Family: Bromoviridae

Genus: Cucumovirus

 

Distinguishing features

Cucumoviruses are transmitted in a non-persistent manner by over 80 species of aphids belonging to more than 30 genera. RNA2 is bicistronic producing a 2b protein associated with suppression of post-transcriptional gene silencing.

Virion

Morphology

Virions are icosahedral, of uniform size and sedimentation properties (Figure 1.Bromoviridae, panels C and F). In electron micrographs they appear to have electron dense centers (Figure 1C. Bromoviridae).

Physicochemical and physical properties

Purified virions are labile and especially susceptible to anionic detergents and high ionic strength buffers that disrupt the RNA-protein interactions required for particle integrity. Most strains are unstable in the presence of Mg2+, but at least one strain of cucumber mosaic virus (CMV) requires Mg2+ for stability. Extinction coefficient at 260 nm: 5.0.

Nucleic acid

Within each species, all members have RNA 3′-termini that are highly similar and can form tRNA-like structures that are aminoacylatable with tyrosine; the 5′-untranslated regions of RNA1 and RNA2 are also very similar to each other.
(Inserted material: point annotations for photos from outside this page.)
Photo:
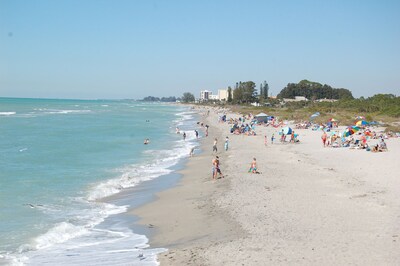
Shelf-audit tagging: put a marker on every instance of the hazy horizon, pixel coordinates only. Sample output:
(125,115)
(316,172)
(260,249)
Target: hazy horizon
(133,49)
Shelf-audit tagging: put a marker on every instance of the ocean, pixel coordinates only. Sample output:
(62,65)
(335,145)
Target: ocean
(68,169)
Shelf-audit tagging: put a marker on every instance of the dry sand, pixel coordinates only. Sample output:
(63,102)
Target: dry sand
(310,206)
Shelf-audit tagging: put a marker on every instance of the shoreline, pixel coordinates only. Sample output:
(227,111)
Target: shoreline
(310,205)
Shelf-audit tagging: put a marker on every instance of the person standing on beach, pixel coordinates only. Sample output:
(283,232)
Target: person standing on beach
(283,137)
(324,137)
(253,167)
(292,137)
(215,145)
(215,168)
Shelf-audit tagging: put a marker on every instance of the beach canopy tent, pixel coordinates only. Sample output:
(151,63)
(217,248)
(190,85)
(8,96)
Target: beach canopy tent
(350,131)
(261,117)
(286,131)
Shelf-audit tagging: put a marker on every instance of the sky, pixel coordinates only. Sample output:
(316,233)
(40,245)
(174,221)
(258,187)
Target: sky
(130,49)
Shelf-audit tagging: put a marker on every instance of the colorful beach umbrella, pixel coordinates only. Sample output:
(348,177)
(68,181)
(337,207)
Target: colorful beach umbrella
(350,131)
(286,130)
(362,123)
(314,115)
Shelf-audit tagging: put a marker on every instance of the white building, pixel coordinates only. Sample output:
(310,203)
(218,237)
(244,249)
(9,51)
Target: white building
(205,95)
(223,95)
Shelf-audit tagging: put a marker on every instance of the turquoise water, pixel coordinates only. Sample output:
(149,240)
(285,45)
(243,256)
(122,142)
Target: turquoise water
(59,157)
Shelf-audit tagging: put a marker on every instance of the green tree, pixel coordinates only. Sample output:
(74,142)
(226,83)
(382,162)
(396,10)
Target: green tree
(245,92)
(188,97)
(313,90)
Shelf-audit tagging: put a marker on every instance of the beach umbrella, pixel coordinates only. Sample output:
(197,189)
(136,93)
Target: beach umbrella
(286,130)
(261,117)
(314,115)
(362,123)
(350,131)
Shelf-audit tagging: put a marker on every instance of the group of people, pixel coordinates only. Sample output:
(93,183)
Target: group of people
(356,141)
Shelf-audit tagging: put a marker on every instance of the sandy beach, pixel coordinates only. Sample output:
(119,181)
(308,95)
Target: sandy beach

At least two strains of CMV (CMV-Fny and CMV-M) can form defective RNAs that arise by deletions in the 3a ORF of RNA3. Subgroup II strains of CMV encapsidate the subgenomic RNA for the 2b ORF, called RNA4A, and an additional small RNA of about 300 nt, called RNA5, that is co-terminal with the 3′-ends of RNA3 and RNA4. In addition, CMV may harbor satellite RNAs of about 330 to 400 nt. The satellite RNAs are more common under experimental conditions than in field conditions and may dramatically alter the symptoms of infection by the helper virus in certain hosts like tomato.

Proteins

Virions contain a coat protein of 24.5 kDa.

Genome organization and replication

The genome is organized as depicted in Figure 2C.Bromoviridae. Coat protein is not required for activation of the genome. An additional ORF, the 2b ORF, has been shown to be active in CMV, tomato aspermy virus (TAV) and peanut stunt virus (PSV). There is evidence for recombination among natural CMV isolates at low frequency (Bonnet et al., 2005, Nouri et al., 2014) as well as inter-strain recombination in CMV reassortants (Pita and Roossinck 2013). The control elements of recombination frequency reside predominantly within the 2a gene (Pita et al., 2015).

Biology

CMV has an extremely broad host range, infecting plants in 85 families and more than 1000 species under experimental conditions (Yoon et al., 2019). Other cucumoviruses have narrower host ranges; PSV is largely limited to legumes and solanaceous hosts, while TAV predominantly infects composites and solanaceous plants. All species are transmitted by aphids in a non-persistent manner. Recent evidence expands the CMV host range to other kingdoms to now include oomycetes (kingdom Stramenopila), ascomycetes and basidiomycetes (kingdom Fungi) (Andika et al., 2017, Mascia et al., 2018). CMV is prone to recombination and shows high genetic diversity among isolates so far sequenced. However, the presence of reassortants and recombinants is not frequent in CMV populations isolated within plants, in a field or in nearby wild plants suggesting that at least some combinations are not favored under natural infection. Local low genetic diversity correlates positively with severe bottlenecks occurring during both virus movement within a plant and transmission between plants (Escriu et al., 2007, Jacquemond 2012).

Antigenicity

CMV has been divided into two subgroups (I and II) based on serology. PSV also has more than one serological group. Sequence analysis has upheld the divisions, although subgroup I can be further divided into two groups (IA and IB) by phylogenetic analyses.

Species demarcation criteria

Criteria used for demarcation of species within the genus are serological relatedness and complete functional interaction of the 1a and 2a replicase proteins (but these distinctions may break down in the case of naturally occurring reassortants), and sequence similarity.
 
Serology and nucleotide sequence similarity is used to distinguish subgroups within a species; subgroups generally have at least 65% whole genome sequence identity.